Shafi nodded. “He talks to it, caresses it like it’s a woman.”
“Perhaps in the Epic he can also be Adunummu the Insane,” Fix suggested.
“Perhaps he is talking to a demon in the bottle,” Indrajit suggested.
“Or he thinks he is.”
“But the real question,” Shafi said, “is, how are you going to get me out of these chains?”
“Easiest thing is to rip your arms off,” Fix suggested. “The Kyone can do it.”
“Hey,” Shafi said.
“So Adunummu put you down here to give you a horrible death,” Indrajit said. “Maybe you could scare away the thylacodons for a while by shaking your chains or yelling or something, but sooner or later you’d fall asleep or be weak from starvation, and then they’d eat you. Is that about the size of it?”
“Yes. I was thinking, if you had some grease, like some nice animal fat or butter, you could coat my wrists and that would probably be enough for me to slip out.”
“I told you,” Indrajit said. “No provisions. But there’s another question to ask, which is, what can you do to help us get Adunummu?”

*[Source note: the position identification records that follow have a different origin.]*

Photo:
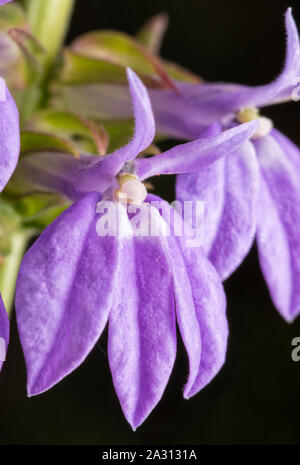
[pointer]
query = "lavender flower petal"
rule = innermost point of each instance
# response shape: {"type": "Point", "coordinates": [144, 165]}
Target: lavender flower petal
{"type": "Point", "coordinates": [195, 155]}
{"type": "Point", "coordinates": [9, 137]}
{"type": "Point", "coordinates": [210, 304]}
{"type": "Point", "coordinates": [230, 207]}
{"type": "Point", "coordinates": [142, 330]}
{"type": "Point", "coordinates": [103, 172]}
{"type": "Point", "coordinates": [64, 294]}
{"type": "Point", "coordinates": [202, 104]}
{"type": "Point", "coordinates": [279, 224]}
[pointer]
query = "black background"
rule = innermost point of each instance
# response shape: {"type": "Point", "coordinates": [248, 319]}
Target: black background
{"type": "Point", "coordinates": [255, 398]}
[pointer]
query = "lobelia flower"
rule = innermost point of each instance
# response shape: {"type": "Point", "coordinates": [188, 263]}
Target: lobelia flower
{"type": "Point", "coordinates": [73, 281]}
{"type": "Point", "coordinates": [9, 153]}
{"type": "Point", "coordinates": [256, 190]}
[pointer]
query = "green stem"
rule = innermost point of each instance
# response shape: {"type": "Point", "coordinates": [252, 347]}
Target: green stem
{"type": "Point", "coordinates": [10, 267]}
{"type": "Point", "coordinates": [49, 21]}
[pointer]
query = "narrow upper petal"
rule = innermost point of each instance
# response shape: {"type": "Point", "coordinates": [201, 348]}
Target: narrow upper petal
{"type": "Point", "coordinates": [64, 294]}
{"type": "Point", "coordinates": [103, 172]}
{"type": "Point", "coordinates": [142, 330]}
{"type": "Point", "coordinates": [72, 177]}
{"type": "Point", "coordinates": [229, 190]}
{"type": "Point", "coordinates": [4, 332]}
{"type": "Point", "coordinates": [195, 155]}
{"type": "Point", "coordinates": [9, 135]}
{"type": "Point", "coordinates": [279, 223]}
{"type": "Point", "coordinates": [201, 104]}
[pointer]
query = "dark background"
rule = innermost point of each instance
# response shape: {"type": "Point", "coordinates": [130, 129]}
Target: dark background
{"type": "Point", "coordinates": [255, 398]}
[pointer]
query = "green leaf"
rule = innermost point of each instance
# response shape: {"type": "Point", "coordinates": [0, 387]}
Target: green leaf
{"type": "Point", "coordinates": [122, 50]}
{"type": "Point", "coordinates": [86, 135]}
{"type": "Point", "coordinates": [38, 141]}
{"type": "Point", "coordinates": [152, 32]}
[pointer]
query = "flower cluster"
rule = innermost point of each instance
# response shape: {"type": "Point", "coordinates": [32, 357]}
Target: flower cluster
{"type": "Point", "coordinates": [146, 277]}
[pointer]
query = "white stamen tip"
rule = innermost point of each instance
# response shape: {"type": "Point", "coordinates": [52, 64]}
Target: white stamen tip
{"type": "Point", "coordinates": [134, 191]}
{"type": "Point", "coordinates": [265, 126]}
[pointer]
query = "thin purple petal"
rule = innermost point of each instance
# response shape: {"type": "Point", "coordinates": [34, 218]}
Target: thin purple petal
{"type": "Point", "coordinates": [4, 332]}
{"type": "Point", "coordinates": [230, 206]}
{"type": "Point", "coordinates": [279, 224]}
{"type": "Point", "coordinates": [9, 137]}
{"type": "Point", "coordinates": [142, 330]}
{"type": "Point", "coordinates": [64, 294]}
{"type": "Point", "coordinates": [195, 155]}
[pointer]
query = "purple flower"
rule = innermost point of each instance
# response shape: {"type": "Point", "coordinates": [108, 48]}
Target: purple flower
{"type": "Point", "coordinates": [9, 153]}
{"type": "Point", "coordinates": [256, 190]}
{"type": "Point", "coordinates": [73, 281]}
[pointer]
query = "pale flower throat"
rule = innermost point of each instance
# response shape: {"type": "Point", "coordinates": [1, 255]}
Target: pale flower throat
{"type": "Point", "coordinates": [132, 190]}
{"type": "Point", "coordinates": [251, 113]}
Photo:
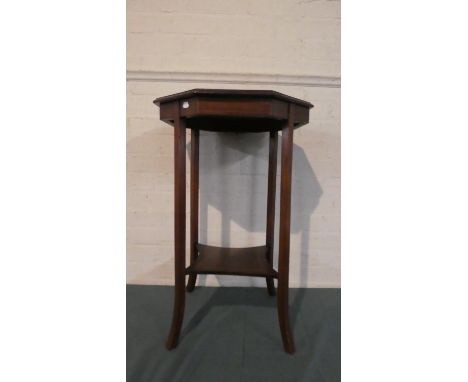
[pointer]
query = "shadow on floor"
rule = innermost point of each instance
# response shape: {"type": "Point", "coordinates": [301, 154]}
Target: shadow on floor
{"type": "Point", "coordinates": [232, 334]}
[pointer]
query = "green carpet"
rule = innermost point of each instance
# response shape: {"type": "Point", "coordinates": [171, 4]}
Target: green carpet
{"type": "Point", "coordinates": [232, 334]}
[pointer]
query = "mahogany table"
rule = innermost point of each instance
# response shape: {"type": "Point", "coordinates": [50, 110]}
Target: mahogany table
{"type": "Point", "coordinates": [241, 111]}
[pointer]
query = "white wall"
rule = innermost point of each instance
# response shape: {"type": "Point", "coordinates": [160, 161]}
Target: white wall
{"type": "Point", "coordinates": [289, 46]}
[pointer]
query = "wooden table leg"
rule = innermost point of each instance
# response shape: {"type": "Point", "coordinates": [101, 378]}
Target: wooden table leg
{"type": "Point", "coordinates": [194, 189]}
{"type": "Point", "coordinates": [270, 226]}
{"type": "Point", "coordinates": [179, 232]}
{"type": "Point", "coordinates": [284, 233]}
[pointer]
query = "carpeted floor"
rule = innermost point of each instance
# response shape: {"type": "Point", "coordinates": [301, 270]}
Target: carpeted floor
{"type": "Point", "coordinates": [232, 334]}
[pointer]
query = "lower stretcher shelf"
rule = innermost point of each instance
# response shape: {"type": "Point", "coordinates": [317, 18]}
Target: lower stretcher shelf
{"type": "Point", "coordinates": [250, 261]}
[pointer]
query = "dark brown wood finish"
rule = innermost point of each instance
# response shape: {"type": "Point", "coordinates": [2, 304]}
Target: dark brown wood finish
{"type": "Point", "coordinates": [284, 233]}
{"type": "Point", "coordinates": [179, 233]}
{"type": "Point", "coordinates": [270, 226]}
{"type": "Point", "coordinates": [194, 194]}
{"type": "Point", "coordinates": [232, 261]}
{"type": "Point", "coordinates": [232, 110]}
{"type": "Point", "coordinates": [235, 111]}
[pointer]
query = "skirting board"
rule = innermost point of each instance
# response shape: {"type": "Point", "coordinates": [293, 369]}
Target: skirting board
{"type": "Point", "coordinates": [235, 78]}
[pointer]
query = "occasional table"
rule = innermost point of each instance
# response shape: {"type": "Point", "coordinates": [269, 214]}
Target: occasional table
{"type": "Point", "coordinates": [240, 111]}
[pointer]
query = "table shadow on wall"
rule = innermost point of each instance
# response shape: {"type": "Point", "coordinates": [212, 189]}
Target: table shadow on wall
{"type": "Point", "coordinates": [233, 186]}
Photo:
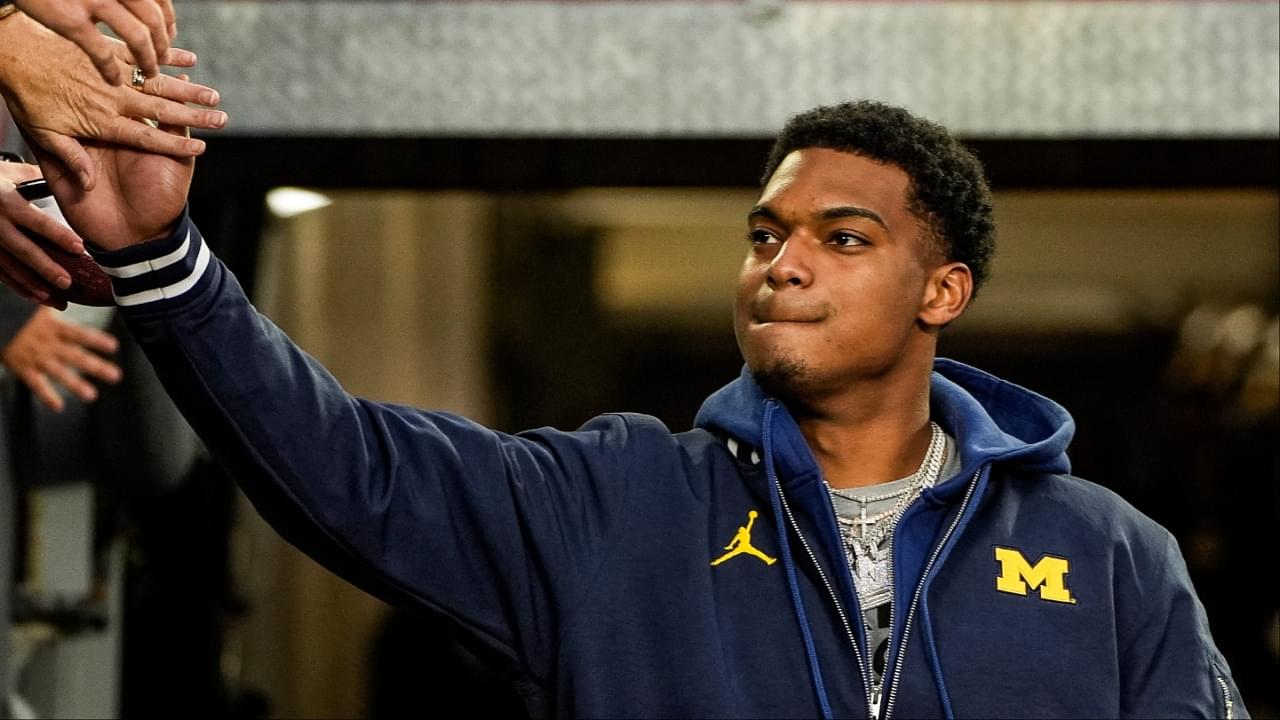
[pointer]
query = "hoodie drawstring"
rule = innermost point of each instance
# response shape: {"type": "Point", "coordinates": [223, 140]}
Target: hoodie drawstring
{"type": "Point", "coordinates": [787, 564]}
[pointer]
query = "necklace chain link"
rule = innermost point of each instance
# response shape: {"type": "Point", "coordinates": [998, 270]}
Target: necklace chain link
{"type": "Point", "coordinates": [865, 534]}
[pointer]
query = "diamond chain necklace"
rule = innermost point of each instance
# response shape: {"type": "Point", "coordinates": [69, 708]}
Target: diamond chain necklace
{"type": "Point", "coordinates": [865, 534]}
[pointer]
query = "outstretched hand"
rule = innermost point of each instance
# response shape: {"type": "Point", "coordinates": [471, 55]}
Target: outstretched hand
{"type": "Point", "coordinates": [50, 351]}
{"type": "Point", "coordinates": [138, 196]}
{"type": "Point", "coordinates": [146, 27]}
{"type": "Point", "coordinates": [58, 98]}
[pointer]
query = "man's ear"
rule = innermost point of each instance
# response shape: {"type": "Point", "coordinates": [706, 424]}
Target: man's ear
{"type": "Point", "coordinates": [946, 294]}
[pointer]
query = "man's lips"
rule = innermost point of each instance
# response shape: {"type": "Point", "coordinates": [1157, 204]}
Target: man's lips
{"type": "Point", "coordinates": [776, 320]}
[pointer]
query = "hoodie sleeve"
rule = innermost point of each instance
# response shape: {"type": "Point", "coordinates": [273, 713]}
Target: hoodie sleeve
{"type": "Point", "coordinates": [496, 532]}
{"type": "Point", "coordinates": [1170, 665]}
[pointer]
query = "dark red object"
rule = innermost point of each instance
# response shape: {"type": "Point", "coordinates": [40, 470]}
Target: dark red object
{"type": "Point", "coordinates": [90, 285]}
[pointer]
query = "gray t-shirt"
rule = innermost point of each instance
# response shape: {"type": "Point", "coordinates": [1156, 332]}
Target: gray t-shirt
{"type": "Point", "coordinates": [874, 587]}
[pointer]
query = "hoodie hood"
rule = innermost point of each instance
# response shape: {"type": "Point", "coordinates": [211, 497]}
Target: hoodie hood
{"type": "Point", "coordinates": [992, 420]}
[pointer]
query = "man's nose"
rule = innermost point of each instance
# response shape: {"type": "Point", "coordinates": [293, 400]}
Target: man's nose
{"type": "Point", "coordinates": [790, 267]}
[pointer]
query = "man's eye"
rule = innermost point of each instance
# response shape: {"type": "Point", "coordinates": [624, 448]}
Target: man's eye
{"type": "Point", "coordinates": [846, 240]}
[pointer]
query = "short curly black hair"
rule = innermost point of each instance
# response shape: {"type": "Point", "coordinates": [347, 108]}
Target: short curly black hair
{"type": "Point", "coordinates": [949, 188]}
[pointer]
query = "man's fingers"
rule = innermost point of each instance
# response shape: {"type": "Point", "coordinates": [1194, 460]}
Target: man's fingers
{"type": "Point", "coordinates": [99, 48]}
{"type": "Point", "coordinates": [149, 12]}
{"type": "Point", "coordinates": [136, 35]}
{"type": "Point", "coordinates": [178, 90]}
{"type": "Point", "coordinates": [69, 154]}
{"type": "Point", "coordinates": [154, 140]}
{"type": "Point", "coordinates": [179, 58]}
{"type": "Point", "coordinates": [173, 57]}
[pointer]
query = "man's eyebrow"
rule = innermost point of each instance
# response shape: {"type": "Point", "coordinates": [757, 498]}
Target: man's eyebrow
{"type": "Point", "coordinates": [853, 212]}
{"type": "Point", "coordinates": [828, 214]}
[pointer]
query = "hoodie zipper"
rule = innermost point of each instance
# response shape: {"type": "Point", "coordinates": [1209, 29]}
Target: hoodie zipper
{"type": "Point", "coordinates": [919, 589]}
{"type": "Point", "coordinates": [1226, 698]}
{"type": "Point", "coordinates": [835, 598]}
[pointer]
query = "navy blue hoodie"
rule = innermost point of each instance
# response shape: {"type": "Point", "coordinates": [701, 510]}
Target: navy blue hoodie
{"type": "Point", "coordinates": [627, 570]}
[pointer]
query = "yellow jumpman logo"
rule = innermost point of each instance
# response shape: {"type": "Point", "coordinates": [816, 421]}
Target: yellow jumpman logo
{"type": "Point", "coordinates": [741, 543]}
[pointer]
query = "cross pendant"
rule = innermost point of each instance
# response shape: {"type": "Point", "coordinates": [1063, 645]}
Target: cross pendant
{"type": "Point", "coordinates": [862, 520]}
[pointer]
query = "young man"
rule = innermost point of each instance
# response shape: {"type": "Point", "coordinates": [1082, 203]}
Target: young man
{"type": "Point", "coordinates": [853, 528]}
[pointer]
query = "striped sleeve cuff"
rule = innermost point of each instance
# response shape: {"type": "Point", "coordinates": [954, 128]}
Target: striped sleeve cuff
{"type": "Point", "coordinates": [156, 273]}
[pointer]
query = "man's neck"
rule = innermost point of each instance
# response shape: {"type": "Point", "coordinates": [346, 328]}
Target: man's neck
{"type": "Point", "coordinates": [876, 433]}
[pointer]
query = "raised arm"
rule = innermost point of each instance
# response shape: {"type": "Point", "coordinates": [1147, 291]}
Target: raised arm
{"type": "Point", "coordinates": [499, 533]}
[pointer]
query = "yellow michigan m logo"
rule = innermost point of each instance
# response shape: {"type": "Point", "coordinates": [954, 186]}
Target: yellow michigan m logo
{"type": "Point", "coordinates": [1048, 575]}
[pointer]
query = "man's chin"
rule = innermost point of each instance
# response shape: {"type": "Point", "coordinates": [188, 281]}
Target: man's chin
{"type": "Point", "coordinates": [787, 379]}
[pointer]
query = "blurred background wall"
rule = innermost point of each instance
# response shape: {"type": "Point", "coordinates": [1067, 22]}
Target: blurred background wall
{"type": "Point", "coordinates": [531, 212]}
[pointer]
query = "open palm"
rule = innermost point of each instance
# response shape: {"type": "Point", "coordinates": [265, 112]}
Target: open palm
{"type": "Point", "coordinates": [138, 195]}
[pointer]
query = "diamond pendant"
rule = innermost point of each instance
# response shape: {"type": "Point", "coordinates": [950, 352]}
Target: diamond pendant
{"type": "Point", "coordinates": [873, 578]}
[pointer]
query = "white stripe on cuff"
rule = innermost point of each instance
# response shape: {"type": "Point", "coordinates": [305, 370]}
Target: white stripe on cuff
{"type": "Point", "coordinates": [147, 265]}
{"type": "Point", "coordinates": [170, 290]}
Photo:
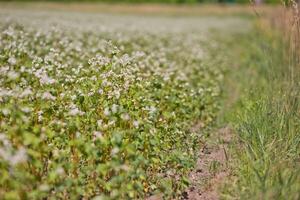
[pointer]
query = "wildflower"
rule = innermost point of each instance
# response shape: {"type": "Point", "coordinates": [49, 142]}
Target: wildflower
{"type": "Point", "coordinates": [114, 108]}
{"type": "Point", "coordinates": [136, 124]}
{"type": "Point", "coordinates": [60, 171]}
{"type": "Point", "coordinates": [125, 116]}
{"type": "Point", "coordinates": [97, 135]}
{"type": "Point", "coordinates": [19, 157]}
{"type": "Point", "coordinates": [106, 112]}
{"type": "Point", "coordinates": [27, 92]}
{"type": "Point", "coordinates": [13, 75]}
{"type": "Point", "coordinates": [48, 96]}
{"type": "Point", "coordinates": [12, 61]}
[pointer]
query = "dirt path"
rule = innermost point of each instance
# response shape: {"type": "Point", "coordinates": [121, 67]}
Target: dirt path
{"type": "Point", "coordinates": [211, 168]}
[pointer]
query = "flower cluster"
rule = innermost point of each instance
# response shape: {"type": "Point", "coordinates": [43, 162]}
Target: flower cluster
{"type": "Point", "coordinates": [100, 109]}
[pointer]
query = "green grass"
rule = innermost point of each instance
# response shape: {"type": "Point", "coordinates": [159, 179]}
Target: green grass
{"type": "Point", "coordinates": [266, 120]}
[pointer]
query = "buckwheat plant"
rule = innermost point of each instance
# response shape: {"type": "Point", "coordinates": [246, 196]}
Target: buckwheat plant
{"type": "Point", "coordinates": [100, 106]}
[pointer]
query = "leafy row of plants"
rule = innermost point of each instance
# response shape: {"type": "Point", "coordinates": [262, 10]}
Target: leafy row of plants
{"type": "Point", "coordinates": [89, 114]}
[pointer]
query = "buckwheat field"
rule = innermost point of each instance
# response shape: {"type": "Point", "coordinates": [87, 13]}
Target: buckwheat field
{"type": "Point", "coordinates": [90, 102]}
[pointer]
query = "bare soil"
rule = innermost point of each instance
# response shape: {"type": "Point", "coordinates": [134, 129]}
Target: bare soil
{"type": "Point", "coordinates": [211, 168]}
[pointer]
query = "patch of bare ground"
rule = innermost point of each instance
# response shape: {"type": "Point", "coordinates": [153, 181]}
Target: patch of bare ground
{"type": "Point", "coordinates": [211, 168]}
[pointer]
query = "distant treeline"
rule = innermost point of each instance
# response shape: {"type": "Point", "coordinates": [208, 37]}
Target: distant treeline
{"type": "Point", "coordinates": [159, 1]}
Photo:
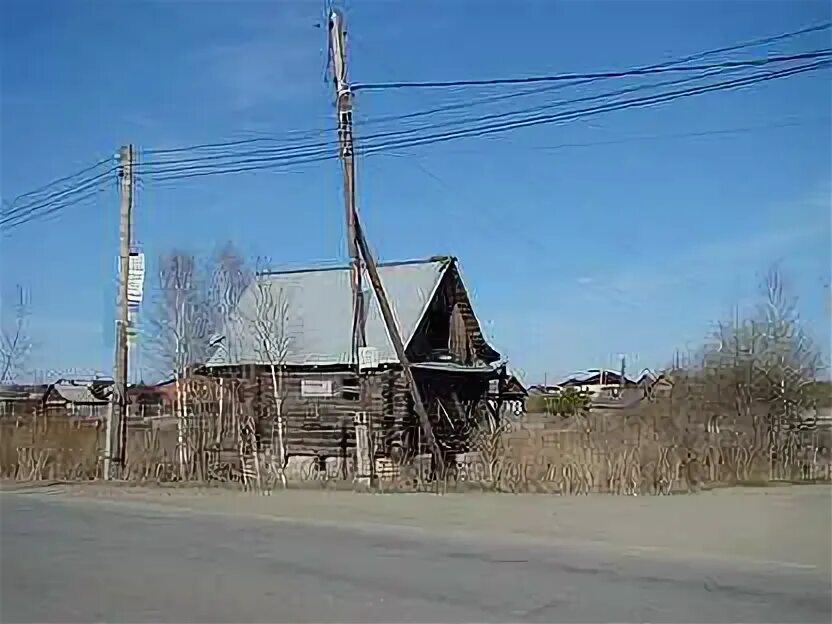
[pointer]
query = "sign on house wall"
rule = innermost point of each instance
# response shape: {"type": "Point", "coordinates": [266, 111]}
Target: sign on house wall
{"type": "Point", "coordinates": [316, 388]}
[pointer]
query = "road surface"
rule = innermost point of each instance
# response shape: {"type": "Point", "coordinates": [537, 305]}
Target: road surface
{"type": "Point", "coordinates": [79, 560]}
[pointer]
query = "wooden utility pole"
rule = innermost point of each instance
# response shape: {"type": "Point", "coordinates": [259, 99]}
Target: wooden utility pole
{"type": "Point", "coordinates": [356, 242]}
{"type": "Point", "coordinates": [117, 415]}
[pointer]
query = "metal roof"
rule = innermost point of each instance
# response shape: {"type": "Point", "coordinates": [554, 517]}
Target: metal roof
{"type": "Point", "coordinates": [77, 393]}
{"type": "Point", "coordinates": [318, 307]}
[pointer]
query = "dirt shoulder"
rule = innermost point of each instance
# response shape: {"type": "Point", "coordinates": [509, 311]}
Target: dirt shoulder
{"type": "Point", "coordinates": [787, 526]}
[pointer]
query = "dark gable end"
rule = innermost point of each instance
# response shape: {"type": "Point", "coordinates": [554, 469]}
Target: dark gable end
{"type": "Point", "coordinates": [449, 326]}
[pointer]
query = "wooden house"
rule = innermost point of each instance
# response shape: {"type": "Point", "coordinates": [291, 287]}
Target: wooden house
{"type": "Point", "coordinates": [20, 401]}
{"type": "Point", "coordinates": [319, 389]}
{"type": "Point", "coordinates": [87, 399]}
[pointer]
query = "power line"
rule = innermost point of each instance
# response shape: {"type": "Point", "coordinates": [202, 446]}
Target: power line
{"type": "Point", "coordinates": [593, 75]}
{"type": "Point", "coordinates": [571, 115]}
{"type": "Point", "coordinates": [55, 182]}
{"type": "Point", "coordinates": [23, 219]}
{"type": "Point", "coordinates": [226, 144]}
{"type": "Point", "coordinates": [308, 150]}
{"type": "Point", "coordinates": [55, 199]}
{"type": "Point", "coordinates": [318, 155]}
{"type": "Point", "coordinates": [497, 98]}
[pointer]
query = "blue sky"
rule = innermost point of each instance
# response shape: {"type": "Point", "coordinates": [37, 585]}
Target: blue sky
{"type": "Point", "coordinates": [574, 255]}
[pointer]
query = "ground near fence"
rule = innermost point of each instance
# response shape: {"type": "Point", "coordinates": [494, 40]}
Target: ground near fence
{"type": "Point", "coordinates": [776, 525]}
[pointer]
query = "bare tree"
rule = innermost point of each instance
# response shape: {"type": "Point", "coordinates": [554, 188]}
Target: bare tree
{"type": "Point", "coordinates": [756, 377]}
{"type": "Point", "coordinates": [15, 342]}
{"type": "Point", "coordinates": [193, 301]}
{"type": "Point", "coordinates": [268, 322]}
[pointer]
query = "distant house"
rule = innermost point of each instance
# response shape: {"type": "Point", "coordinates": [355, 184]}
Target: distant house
{"type": "Point", "coordinates": [452, 362]}
{"type": "Point", "coordinates": [509, 394]}
{"type": "Point", "coordinates": [601, 383]}
{"type": "Point", "coordinates": [148, 401]}
{"type": "Point", "coordinates": [19, 400]}
{"type": "Point", "coordinates": [86, 399]}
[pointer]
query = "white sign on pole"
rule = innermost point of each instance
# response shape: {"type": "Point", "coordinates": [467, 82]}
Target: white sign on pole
{"type": "Point", "coordinates": [135, 279]}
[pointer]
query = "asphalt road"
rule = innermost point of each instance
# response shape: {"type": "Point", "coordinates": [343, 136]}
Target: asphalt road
{"type": "Point", "coordinates": [84, 561]}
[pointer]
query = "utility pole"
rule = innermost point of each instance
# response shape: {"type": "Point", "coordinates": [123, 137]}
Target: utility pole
{"type": "Point", "coordinates": [356, 242]}
{"type": "Point", "coordinates": [117, 415]}
{"type": "Point", "coordinates": [343, 104]}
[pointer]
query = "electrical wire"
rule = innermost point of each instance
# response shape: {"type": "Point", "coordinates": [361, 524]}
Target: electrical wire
{"type": "Point", "coordinates": [494, 98]}
{"type": "Point", "coordinates": [548, 88]}
{"type": "Point", "coordinates": [23, 219]}
{"type": "Point", "coordinates": [58, 198]}
{"type": "Point", "coordinates": [318, 155]}
{"type": "Point", "coordinates": [55, 182]}
{"type": "Point", "coordinates": [314, 150]}
{"type": "Point", "coordinates": [369, 86]}
{"type": "Point", "coordinates": [571, 115]}
{"type": "Point", "coordinates": [222, 158]}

“I can choose not to yell to alert him to your presence,” Shafi said.
“We can solve that problem by killing you,” Fix said. “You really don’t want to push us very far down that road.”
“Or just gag you,” Indrajit countered.
“See?” Fix said. “Softhearted.”
“I can help,” Shafi said.
“Now we’re talking.” Indrajit nodded to encourage the thief. “What would you suggest for a plan?”
Shafi considered. “I could scream like I was being eaten by thylacadons. Then when he came to collect my bones, we could jump him.”
“Only he might not collect your bones at all,” Fix said. “He might find your screams unpersuasive. He might be perfectly happy leaving your bones down here forever, unwitnessed.”
“I could tell you what I said to persuade him to take me in,” Shafi said. “Then you could make a similar appeal.”
“Surely, he would find a band of three armed men asking to be his apprentices suspicious.” Indrajit shook his head. “What else?”
“That’s all I can think of.”
“What if we wait until dark,” Fix suggested, “and then you lead us to where the conjurer sleeps?”
“I . . . would rather not,” Shafi said.
“Because you’re afraid he’d capture you and put you back in this pit,” Indrajit said. “With the bird of freedom in your hand, you don’t want to trade it for anything uncertain that might be in the bush. You want to run away while you can.”
“Yes. For that reason.”
“But remember that we might not let you go at all,” Indrajit pointed out. “And if you help us get what we need from Adunummu, we won’t stand in the way of your taking that bracer you wanted.”
Shafi slumped in his chains, then nodded slowly. “Agreed.”